There were often long stretches when nobody answered the ad. Meredith got busy during those times. She reorganized the kitchen and swept clean the tiled floor. She wiped down the counters and table and she did loads upon loads of laundry. She sat in front of her computer and hit “refresh” while the same page disappeared and returned, still with no answers. Usually it was a while before she heard anything, but usually too there was an inquiry from someone before she started to seriously worry. Only once did the waiting go on long enough that she had no laundry left to do and no reconfiguration of cabinets to try. It had been so long that Meredith was probably less careful than she should have been. When a new email finally slipped into her inbox, her pulse stuttered. She flew up and sat herself back down. Her fingers twitched and hurried over the keyboard.
They set up a time to meet for an interview the following week. When she walked into the café, she recognized her new tenant at once. It was a man this time, a lanky bearded man with blue eyes and dark hair. He smiled when he saw her. She sat across from him and they had a pleasant conversation. The words shivered and dropped into the air between them like coins into water, shimmering to some distance away and then resting at the bottom. The words didn’t matter so much. Meredith had already decided that this would work.
The man moved in at the start of the next month. She helped him. It was difficult at first, between the heavy furniture and the boxes filled with the miscellany of his life, but it all seemed to fit, more or less. She was sure that even the oddities would find a home on a shelf somewhere. He seemed very glad at first to be there. He looked into her with a smile she knew would grow familiar, and she trusted him. She gave him the keys and a brief lecture on things he shouldn’t do, though she told him she was sure she didn’t need to say these things. They rested their tired shoulders against the bare wall and watched the light filter in through the windows.
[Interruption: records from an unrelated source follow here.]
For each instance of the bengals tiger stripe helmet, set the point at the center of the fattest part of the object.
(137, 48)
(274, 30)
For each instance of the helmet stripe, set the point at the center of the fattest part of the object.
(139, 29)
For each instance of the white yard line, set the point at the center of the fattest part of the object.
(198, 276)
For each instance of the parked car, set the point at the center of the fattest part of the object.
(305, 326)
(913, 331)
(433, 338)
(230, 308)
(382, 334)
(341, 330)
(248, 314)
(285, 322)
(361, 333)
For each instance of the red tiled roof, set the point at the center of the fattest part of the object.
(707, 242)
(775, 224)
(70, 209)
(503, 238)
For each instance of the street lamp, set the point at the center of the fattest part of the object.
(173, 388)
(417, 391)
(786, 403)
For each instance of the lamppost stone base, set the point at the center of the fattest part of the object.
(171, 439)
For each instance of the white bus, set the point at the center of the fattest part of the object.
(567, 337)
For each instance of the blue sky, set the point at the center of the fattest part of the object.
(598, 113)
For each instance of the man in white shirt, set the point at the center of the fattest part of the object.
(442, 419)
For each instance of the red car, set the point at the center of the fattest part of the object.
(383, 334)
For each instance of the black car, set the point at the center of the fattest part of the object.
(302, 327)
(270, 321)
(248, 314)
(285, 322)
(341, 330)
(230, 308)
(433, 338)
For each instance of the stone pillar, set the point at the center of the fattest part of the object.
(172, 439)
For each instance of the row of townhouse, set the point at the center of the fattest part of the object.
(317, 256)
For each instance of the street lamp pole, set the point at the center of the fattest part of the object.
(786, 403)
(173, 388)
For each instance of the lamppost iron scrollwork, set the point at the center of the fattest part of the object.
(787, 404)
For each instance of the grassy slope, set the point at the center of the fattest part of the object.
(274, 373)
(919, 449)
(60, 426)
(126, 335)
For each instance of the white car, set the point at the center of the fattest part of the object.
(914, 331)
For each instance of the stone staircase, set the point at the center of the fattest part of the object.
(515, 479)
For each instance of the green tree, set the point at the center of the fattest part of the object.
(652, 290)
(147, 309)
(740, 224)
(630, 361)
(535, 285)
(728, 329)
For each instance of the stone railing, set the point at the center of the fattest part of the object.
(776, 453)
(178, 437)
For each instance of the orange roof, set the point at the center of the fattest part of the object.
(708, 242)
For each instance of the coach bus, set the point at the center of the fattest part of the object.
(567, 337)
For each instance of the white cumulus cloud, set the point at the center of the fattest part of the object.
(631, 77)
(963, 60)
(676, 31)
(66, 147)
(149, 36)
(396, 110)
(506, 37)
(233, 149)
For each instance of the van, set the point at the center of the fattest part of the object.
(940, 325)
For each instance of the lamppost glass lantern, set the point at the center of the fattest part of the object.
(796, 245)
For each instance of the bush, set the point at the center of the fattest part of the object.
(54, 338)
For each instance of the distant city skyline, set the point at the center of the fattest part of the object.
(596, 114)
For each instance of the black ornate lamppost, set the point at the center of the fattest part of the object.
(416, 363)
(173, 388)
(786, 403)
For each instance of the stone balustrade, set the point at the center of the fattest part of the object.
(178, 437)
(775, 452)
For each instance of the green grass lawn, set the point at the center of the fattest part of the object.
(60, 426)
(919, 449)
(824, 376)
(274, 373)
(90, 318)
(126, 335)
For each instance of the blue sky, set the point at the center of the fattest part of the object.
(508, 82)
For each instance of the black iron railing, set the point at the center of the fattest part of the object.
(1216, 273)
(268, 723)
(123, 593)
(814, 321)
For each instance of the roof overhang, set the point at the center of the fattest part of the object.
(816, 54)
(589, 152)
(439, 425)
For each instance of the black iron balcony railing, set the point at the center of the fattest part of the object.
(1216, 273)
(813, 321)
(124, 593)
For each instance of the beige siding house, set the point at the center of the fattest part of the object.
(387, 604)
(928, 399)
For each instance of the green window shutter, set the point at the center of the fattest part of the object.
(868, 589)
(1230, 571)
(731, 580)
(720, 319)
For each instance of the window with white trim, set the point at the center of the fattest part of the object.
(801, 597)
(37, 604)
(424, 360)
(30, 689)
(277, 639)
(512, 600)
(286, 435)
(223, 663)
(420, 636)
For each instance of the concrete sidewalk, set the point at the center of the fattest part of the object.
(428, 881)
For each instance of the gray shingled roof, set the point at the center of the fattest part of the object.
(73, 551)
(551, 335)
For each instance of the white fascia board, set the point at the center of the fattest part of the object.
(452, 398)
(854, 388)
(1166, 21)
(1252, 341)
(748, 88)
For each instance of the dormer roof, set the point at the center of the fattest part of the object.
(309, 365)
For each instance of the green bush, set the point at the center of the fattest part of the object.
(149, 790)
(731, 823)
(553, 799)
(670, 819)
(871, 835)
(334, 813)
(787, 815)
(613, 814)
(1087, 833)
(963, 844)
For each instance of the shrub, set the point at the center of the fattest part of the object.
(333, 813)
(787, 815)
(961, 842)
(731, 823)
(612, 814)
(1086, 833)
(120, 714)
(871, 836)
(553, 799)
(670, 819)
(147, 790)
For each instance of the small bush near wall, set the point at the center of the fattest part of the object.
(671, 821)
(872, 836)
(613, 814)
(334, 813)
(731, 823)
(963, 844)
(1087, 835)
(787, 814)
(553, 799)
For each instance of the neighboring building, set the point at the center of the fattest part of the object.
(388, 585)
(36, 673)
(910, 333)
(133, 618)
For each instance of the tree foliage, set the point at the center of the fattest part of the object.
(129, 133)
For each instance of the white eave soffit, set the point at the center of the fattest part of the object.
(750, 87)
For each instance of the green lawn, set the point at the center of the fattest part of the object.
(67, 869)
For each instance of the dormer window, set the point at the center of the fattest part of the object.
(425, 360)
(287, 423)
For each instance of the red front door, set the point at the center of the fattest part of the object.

She was often wary about people staying in the chambers of her heart. After they left, the lease done with and ripped up and the keys returned, there was work to do. She had to scrub the traces of them from the rooms they had just left. She had to pick up the litter they left crumpled in the corners. She had to decide what to do with the movie posters, the folk music CDs and the canned black beans left hiding around corners like thieves. Then she had to get used to her empty heart again. She walked through the rooms that echoed with each footfall and paused in the hall, knowing that nobody could see her there with her hand caught in half a caress of the doorframe and her fingers fitted to the bumps in the molding.
With this new man Meredith was not wary. She didn’t worry about the scuff marks of his shoes on the floors or the scrapes he might leave on the counters. He settled himself into her heart and she let him without reservations. He looked like he belonged there. She thought the color of the carpet in the bedroom was just the same shade as his eyes. The windows were the right height for him to look from and his bookshelves fit across the living room wall as though made for them. He walked into her heart and belonged there like nobody else had done.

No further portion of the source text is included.